To generate well-typed terms, a common approach is to write a random
generator that "inverts" the rules of the type-system, from the root
of the typing derivation to the leaves. If the generator wants to
generate a term at a given type, it can list the typing rule that may
produce this output type, decide to apply one of them, which
corresponds to choosing the head term-former of the generated program,
and in turn requires generating subterms whose types are given by the
chosen typing rule. For example, if you want to generate the program
(? : A -> B), choosing the typing rule for lambda-abstraction refines
it into (lambda (x : A). (? : B)) with a smaller missing hole. If a type in the derivation cannot be
An example of this brand of work is the following:
Michał H. Pałka, Koen Claessen, Alejandro Russo, and John Hughes
Testing an Optimising Compiler by Generating Random Lambda Terms
2012
https://publications.lib.chalmers.se/records/fulltext/157525.pdf
This approach (which basically corresponds to a Prolog-style
proof search) is easy for simple type systems, and rapidly becomes
difficult for advanced type systems -- for example, dealing with
polymorphism is either unsatisfying or very complex. It is frustrating
to spend a lot of effort writing a complex generator, because we
(language implementers) are already spending a lot of effort writing
complex type-checkers, and it feels like a duplication of work on
similar problems.
Is it possible to write a type-checker once, and reuse it for random
generation of well-typed programs?
### The project
In this project, you will implement a *simple* constraint-based type
inference engine, basically a miniature version of Inferno
( https://inria.hal.science/hal-01081233 ,
https://gitlab.inria.fr/fpottier/inferno ) for a small simply-typed
lambda-calculus (no ML-style polymorphism), and then turn it into
a random generator of well-typed programs.
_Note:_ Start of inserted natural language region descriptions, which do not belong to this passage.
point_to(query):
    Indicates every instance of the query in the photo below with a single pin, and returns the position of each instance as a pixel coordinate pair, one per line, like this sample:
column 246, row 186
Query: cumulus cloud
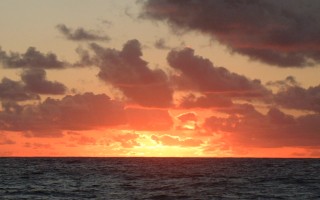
column 207, row 101
column 206, row 77
column 126, row 71
column 15, row 91
column 149, row 119
column 176, row 141
column 185, row 117
column 247, row 127
column 80, row 34
column 49, row 118
column 161, row 44
column 296, row 97
column 35, row 81
column 32, row 58
column 284, row 34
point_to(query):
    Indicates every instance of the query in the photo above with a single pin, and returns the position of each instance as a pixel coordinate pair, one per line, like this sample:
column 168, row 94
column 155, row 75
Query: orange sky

We provide you with a skeleton for the project, with most of the
boring stuff already implemented, so that you can focus on the
interesting parts. We also provide code to help you test your
code.
### Grading
The project will be evaluated by:
- checking that the code you provided is correct, by reviewing the
code and your testsuite results
- evaluating the quality of the code (clarity, documentation, etc.)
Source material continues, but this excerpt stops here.